Re: [Durus-users] PersistentDict vs BTree

On 10/5/06, Jesus Cea  wrote:
> That is right. There are a lot of things Mike Orr must evaluate: For
> example, if any process is modifying the PersistentDict, readers must
> fetch it entire again (31 MB), while a BTree will only reload the
> modified nodes.

It's truly read-only.  If the data is updated, I assemble the database
on another computer, and stop the server while I'm copying it over.
The reason it's read-only is to avoid needing file-write permission in
the standalone version  people run on laptops. Some of our target user
organizations are very strict about what software can be installed.
(It does actually use a browser cookie, and users can download their
data to a file and re-upload it later to the application, but that's
different because the user is explicitly doing this through the
browser.)

> Also a PersistentDict commit will write 31 MB to
> storage, for example.

I get that now from the import routine, and it takes thirty seconds. I
build the entire database before committing it to eliminate any
obsolete objects wasting space in the database.  Though I do pack it
afterwards anyway.

> The Durus 3.5 "bulk object loader" method would probe useful here.

I'll try David's crawler suggestion and see if that improves anything.

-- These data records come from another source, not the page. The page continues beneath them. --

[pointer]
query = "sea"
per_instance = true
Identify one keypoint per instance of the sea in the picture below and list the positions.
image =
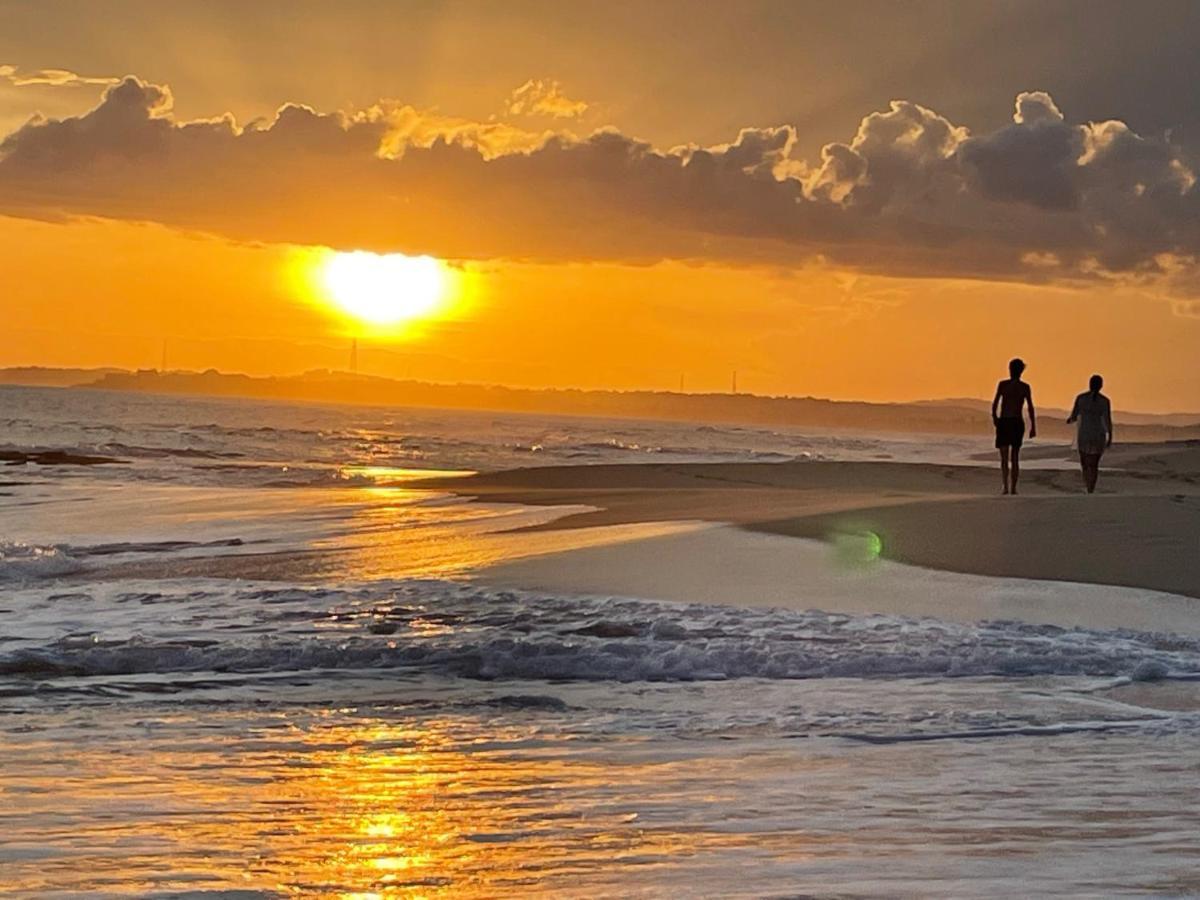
(251, 658)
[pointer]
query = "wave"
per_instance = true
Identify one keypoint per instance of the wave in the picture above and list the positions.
(474, 633)
(24, 562)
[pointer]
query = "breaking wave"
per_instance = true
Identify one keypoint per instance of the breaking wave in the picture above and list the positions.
(474, 633)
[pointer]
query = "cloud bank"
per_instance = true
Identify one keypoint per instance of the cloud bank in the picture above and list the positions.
(911, 193)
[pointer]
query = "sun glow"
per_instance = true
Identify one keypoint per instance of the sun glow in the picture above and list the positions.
(384, 289)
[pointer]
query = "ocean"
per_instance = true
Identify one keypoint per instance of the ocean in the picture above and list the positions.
(249, 659)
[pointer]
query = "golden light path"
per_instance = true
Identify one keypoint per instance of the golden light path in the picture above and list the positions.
(383, 291)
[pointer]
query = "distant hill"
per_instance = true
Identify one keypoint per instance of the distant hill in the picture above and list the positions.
(47, 377)
(966, 417)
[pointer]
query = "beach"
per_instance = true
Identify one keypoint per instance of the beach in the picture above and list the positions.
(1143, 529)
(269, 649)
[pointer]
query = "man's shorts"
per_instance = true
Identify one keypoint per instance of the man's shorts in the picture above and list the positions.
(1009, 432)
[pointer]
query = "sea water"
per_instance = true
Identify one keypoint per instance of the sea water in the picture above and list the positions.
(250, 660)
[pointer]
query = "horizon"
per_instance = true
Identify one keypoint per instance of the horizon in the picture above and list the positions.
(491, 385)
(516, 213)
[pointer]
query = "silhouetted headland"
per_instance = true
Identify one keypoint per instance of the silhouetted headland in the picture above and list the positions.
(951, 417)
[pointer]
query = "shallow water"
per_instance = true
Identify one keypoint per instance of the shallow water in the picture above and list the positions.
(215, 683)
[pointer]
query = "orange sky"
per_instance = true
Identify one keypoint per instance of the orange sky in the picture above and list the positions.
(597, 264)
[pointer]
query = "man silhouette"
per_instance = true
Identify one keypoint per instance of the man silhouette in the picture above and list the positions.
(1011, 397)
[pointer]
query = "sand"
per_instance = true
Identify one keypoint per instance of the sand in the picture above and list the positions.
(1141, 531)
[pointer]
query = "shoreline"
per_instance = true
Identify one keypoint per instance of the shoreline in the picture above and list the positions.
(1141, 529)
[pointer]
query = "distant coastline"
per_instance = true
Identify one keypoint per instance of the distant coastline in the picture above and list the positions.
(965, 417)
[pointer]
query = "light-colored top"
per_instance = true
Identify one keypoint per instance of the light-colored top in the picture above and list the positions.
(1095, 415)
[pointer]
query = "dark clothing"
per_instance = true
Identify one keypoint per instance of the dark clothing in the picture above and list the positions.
(1009, 432)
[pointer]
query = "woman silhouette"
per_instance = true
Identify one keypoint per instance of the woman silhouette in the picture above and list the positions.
(1095, 415)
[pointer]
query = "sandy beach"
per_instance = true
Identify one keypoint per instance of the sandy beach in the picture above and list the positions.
(1140, 531)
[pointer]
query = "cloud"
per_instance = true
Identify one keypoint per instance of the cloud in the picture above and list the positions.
(49, 77)
(544, 97)
(910, 193)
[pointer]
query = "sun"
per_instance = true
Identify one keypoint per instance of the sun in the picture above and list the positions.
(384, 289)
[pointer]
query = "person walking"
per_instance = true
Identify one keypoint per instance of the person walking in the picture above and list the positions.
(1093, 412)
(1007, 414)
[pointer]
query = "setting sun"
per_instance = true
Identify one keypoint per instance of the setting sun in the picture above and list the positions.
(384, 289)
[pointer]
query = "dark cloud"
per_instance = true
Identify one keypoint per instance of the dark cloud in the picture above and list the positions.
(911, 193)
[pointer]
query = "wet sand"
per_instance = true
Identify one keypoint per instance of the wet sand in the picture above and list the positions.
(1140, 531)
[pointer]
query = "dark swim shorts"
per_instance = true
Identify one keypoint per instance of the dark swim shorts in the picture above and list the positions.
(1009, 432)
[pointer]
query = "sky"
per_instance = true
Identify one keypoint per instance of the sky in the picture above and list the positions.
(867, 201)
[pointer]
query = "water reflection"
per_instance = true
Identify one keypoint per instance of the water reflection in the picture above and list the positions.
(346, 809)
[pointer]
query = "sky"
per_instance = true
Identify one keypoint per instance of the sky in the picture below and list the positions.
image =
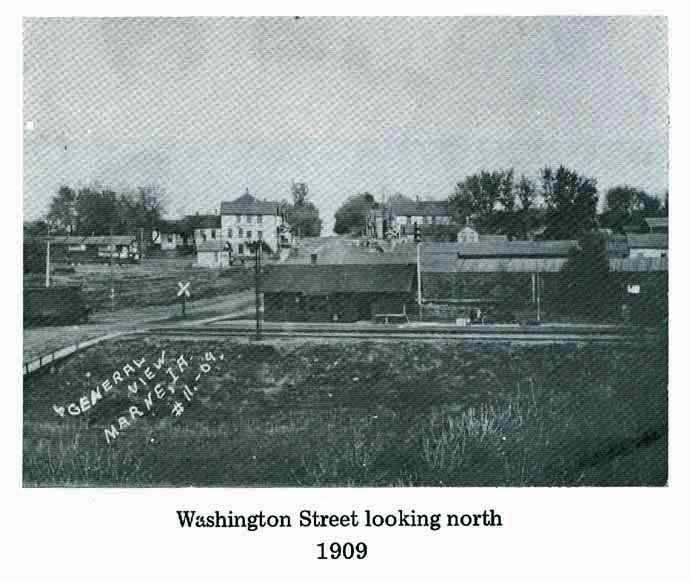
(206, 108)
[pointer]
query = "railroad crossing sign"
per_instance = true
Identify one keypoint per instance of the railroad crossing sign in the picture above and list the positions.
(184, 289)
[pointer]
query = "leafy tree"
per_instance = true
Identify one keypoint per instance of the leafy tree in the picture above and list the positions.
(351, 217)
(97, 210)
(626, 205)
(526, 193)
(302, 215)
(571, 203)
(62, 215)
(488, 199)
(586, 286)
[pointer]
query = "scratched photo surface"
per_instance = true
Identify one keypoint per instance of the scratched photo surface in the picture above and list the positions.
(310, 252)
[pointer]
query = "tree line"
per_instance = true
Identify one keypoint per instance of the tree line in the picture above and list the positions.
(559, 204)
(98, 210)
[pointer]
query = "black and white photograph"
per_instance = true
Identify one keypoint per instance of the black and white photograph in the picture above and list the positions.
(345, 252)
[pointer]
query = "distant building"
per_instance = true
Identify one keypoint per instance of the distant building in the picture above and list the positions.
(248, 219)
(400, 216)
(468, 235)
(656, 225)
(647, 245)
(172, 235)
(205, 227)
(212, 254)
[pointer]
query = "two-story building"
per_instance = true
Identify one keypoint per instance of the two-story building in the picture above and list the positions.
(399, 217)
(248, 219)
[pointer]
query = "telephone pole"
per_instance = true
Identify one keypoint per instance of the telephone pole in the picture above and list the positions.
(257, 285)
(418, 242)
(111, 248)
(48, 261)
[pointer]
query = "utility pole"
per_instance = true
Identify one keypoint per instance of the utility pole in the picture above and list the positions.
(418, 241)
(48, 261)
(257, 285)
(112, 281)
(538, 285)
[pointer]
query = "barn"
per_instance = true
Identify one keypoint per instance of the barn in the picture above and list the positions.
(337, 292)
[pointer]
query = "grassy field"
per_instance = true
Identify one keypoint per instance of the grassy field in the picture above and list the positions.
(360, 414)
(152, 282)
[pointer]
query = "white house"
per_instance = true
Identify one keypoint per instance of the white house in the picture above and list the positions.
(248, 219)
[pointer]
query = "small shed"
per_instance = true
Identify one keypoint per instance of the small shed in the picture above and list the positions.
(212, 254)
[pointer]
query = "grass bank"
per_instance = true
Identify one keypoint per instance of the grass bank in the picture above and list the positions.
(360, 414)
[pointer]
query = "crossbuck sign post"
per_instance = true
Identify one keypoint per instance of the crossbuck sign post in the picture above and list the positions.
(185, 294)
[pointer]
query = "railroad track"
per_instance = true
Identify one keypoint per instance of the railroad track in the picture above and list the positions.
(474, 335)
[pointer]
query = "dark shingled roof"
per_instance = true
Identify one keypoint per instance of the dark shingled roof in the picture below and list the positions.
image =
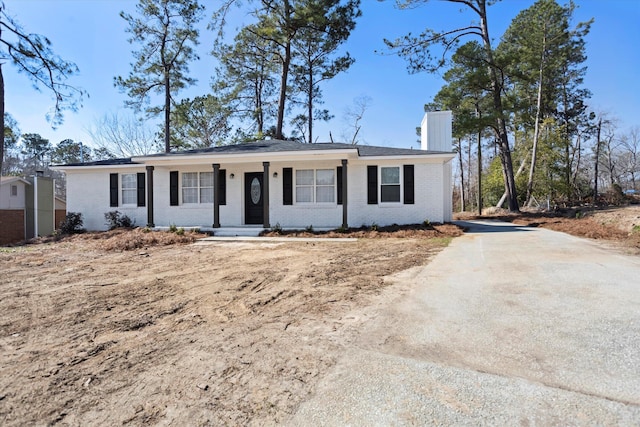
(275, 146)
(108, 162)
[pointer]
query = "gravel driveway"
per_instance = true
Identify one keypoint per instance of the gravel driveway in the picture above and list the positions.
(509, 325)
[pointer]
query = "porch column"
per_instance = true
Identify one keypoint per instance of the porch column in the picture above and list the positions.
(216, 195)
(150, 222)
(344, 194)
(265, 195)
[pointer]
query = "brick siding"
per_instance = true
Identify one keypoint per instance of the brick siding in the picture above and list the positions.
(60, 216)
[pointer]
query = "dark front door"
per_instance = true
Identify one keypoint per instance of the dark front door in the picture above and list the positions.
(253, 200)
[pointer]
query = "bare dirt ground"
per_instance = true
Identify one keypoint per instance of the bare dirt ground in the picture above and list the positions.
(618, 226)
(132, 328)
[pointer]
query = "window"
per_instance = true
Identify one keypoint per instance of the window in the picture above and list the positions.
(129, 189)
(197, 187)
(390, 184)
(315, 186)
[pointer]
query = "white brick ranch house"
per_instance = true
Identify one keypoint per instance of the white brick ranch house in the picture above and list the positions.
(264, 183)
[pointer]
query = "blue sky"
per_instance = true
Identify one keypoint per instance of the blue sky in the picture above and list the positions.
(92, 34)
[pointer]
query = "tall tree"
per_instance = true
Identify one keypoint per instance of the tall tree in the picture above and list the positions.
(245, 79)
(200, 122)
(32, 55)
(70, 151)
(36, 148)
(314, 48)
(537, 48)
(167, 33)
(467, 95)
(122, 136)
(282, 22)
(421, 55)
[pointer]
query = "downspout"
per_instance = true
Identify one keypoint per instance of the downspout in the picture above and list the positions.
(345, 210)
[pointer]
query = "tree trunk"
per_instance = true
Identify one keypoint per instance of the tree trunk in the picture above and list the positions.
(536, 131)
(479, 169)
(518, 172)
(496, 89)
(284, 76)
(310, 104)
(1, 114)
(595, 169)
(461, 175)
(167, 113)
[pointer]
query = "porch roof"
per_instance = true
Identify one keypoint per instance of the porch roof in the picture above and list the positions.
(273, 147)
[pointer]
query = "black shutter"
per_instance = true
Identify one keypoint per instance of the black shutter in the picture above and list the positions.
(372, 185)
(408, 185)
(173, 188)
(141, 189)
(113, 190)
(287, 186)
(222, 185)
(339, 183)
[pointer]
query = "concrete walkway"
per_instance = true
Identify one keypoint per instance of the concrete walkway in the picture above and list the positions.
(507, 326)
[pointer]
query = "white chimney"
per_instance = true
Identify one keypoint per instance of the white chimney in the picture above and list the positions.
(435, 131)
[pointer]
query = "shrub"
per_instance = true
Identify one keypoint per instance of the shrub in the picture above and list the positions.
(116, 219)
(72, 224)
(277, 228)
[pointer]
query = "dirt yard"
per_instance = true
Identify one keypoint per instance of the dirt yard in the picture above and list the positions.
(224, 333)
(618, 226)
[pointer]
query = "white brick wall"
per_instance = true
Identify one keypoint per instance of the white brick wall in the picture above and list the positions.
(88, 193)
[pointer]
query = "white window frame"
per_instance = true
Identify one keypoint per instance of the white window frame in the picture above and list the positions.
(129, 187)
(399, 185)
(198, 188)
(314, 186)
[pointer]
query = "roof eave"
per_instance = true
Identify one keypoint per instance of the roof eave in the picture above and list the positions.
(244, 157)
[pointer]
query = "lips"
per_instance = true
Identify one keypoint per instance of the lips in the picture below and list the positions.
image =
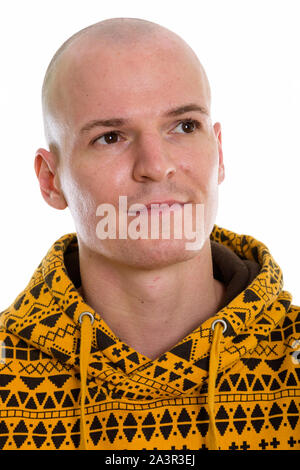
(158, 206)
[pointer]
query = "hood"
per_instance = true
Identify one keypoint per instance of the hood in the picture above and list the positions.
(46, 315)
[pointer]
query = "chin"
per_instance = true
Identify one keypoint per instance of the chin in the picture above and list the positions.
(156, 254)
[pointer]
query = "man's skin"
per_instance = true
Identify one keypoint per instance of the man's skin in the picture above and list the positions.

One thing I've been stunned about is the advanced search, which I just
finished writing.  It goes through every record aplying arbitrary
evaluators to it (field1 contains "foo"? field2 > 5.0?), and it takes
less than three seconds even with complex criteria that return 1000+
results. Something in the simple search is bogging down with terms
that return a lot of results (e.g., "lor" for chlorine, chlorazol,
etc), in spite of the index dictionaries/tables I wrote to speed it
up. So I may have to implement the simple search in terms of the
advanced search, pulling all records and not using indexes,
counterintiutive as it sounds.

--
Mike Orr